Each day an O Antiphon could be used for prayer and reflection. These could form the basis of an Advent service with readings, music, and singing. Or of art, banners, or other ways of enhancing the worship environment symbolically. The carol "O come, O come, Emmanuel" and the Magnificat could form significant features in this.

O Rex Gentium

O king of the nations, you alone can fulfil their desires: cornerstone, binding all together: come and save the creature you fashioned from the dust of the earth.
Amen. Come, Lord Jesus.

O Rex Gentium,
et desideratus earum,
lapisque angularis,
qui facis utraque unum:
veni, et salva hominem,
quem de limo formasti.

Jeremiah 30.7-11a; Revelation 15:3; Psalm 118:22; Isaiah 28:16; Matthew 21:42; Mark 12:10; Luke 20:17; Acts 4:11; Ephesians 2:20; I Peter 2:6

O come, desire of nations! Show
thy kingly reign on earth below;
thou cornerstone, uniting all, restore the ruin of our fall.

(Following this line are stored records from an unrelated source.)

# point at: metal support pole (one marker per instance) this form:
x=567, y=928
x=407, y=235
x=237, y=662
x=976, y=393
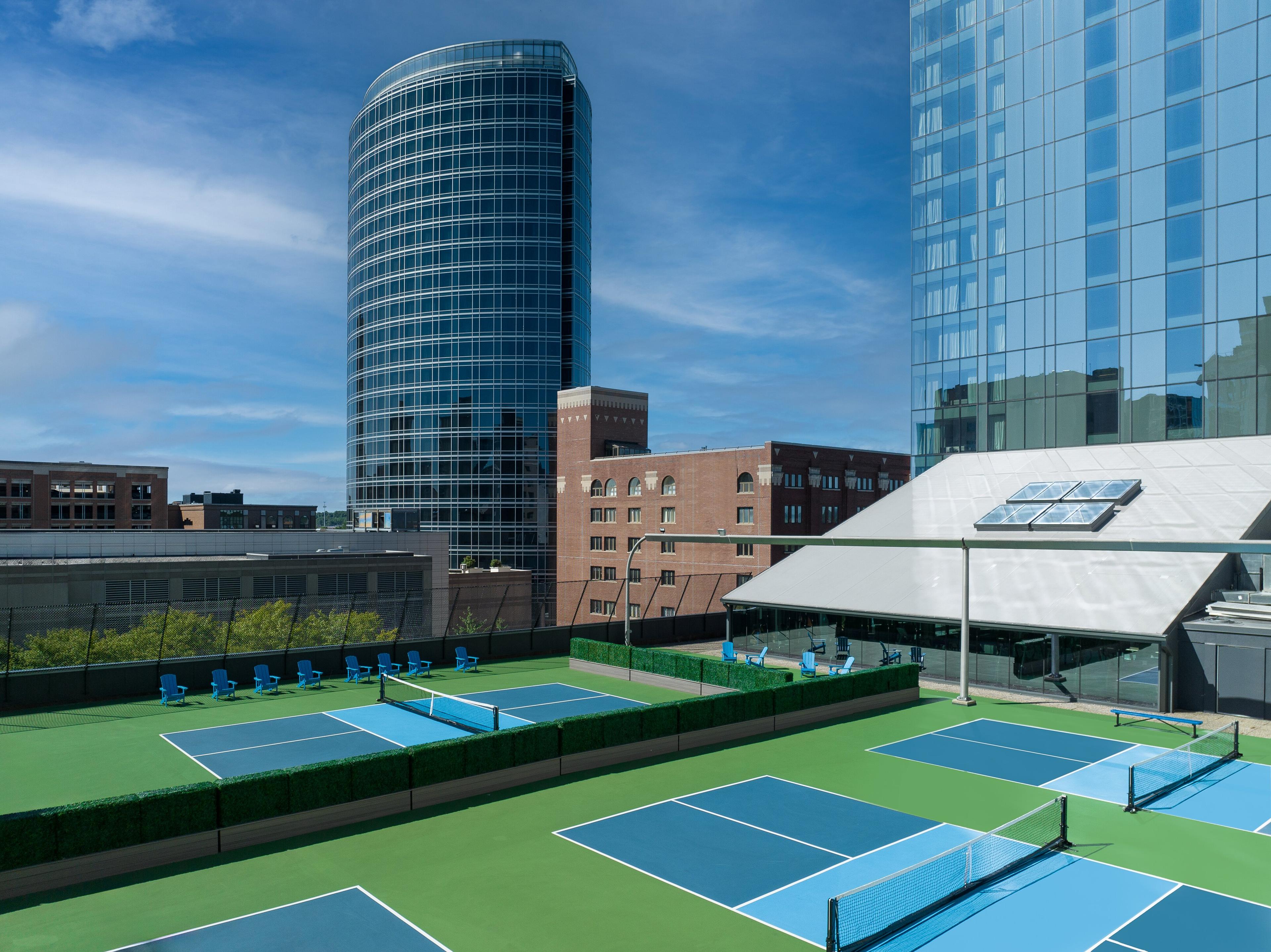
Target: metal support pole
x=964, y=696
x=627, y=592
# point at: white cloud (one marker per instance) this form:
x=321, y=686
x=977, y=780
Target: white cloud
x=168, y=199
x=111, y=24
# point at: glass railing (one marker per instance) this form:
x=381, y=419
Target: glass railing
x=509, y=53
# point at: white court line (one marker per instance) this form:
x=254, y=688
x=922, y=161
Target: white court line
x=1109, y=937
x=683, y=889
x=364, y=731
x=790, y=885
x=192, y=758
x=763, y=829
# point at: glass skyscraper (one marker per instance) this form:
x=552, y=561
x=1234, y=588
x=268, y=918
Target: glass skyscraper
x=1087, y=216
x=469, y=306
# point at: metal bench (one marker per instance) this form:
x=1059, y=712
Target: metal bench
x=1166, y=719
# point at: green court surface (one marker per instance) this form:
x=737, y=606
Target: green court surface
x=88, y=752
x=489, y=874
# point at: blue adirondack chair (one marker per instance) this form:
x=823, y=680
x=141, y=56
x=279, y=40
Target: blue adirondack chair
x=265, y=682
x=171, y=690
x=844, y=669
x=415, y=666
x=808, y=668
x=387, y=666
x=222, y=684
x=464, y=661
x=356, y=672
x=308, y=677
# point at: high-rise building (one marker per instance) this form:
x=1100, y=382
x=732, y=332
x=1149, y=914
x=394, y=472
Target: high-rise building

Rejoice! Rejoice! Emmanuel
shall come to thee, O Israel.

O come, thou Key of David, come,
And open wide our heavenly home;
Make safe the way that leads on high,
And close the path to misery.



Sunday, December 21, 2014

Advent word - O Oriens

O Oriens - O Dawn

O morning star, splendour of the light eternal and bright sun of righteousness: come and bring light to those who dwell in darkness and walk in the shadow of death.
Amen. Come, Lord Jesus.

O Oriens,
splendor lucis aeternae,
et sol justitiae:
veni, et illumina
sedentes in tenebris,
et umbra mortis.

Numbers 24.15b-17; Luke 1:78, 79; Malachi 4:2

O come, O come, thou dayspring bright!
Pour on our souls thy healing light;
dispel the long night's lingering gloom,
and pierce the shadows of the tomb.

Rejoice! Rejoice! Emmanuel
shall come to thee, O Israel.

O come, Thou Dayspring, come and cheer,
Our spirits by Thine advent here;
Disperse the gloomy clouds of night,
And death's dark shadows put to flight.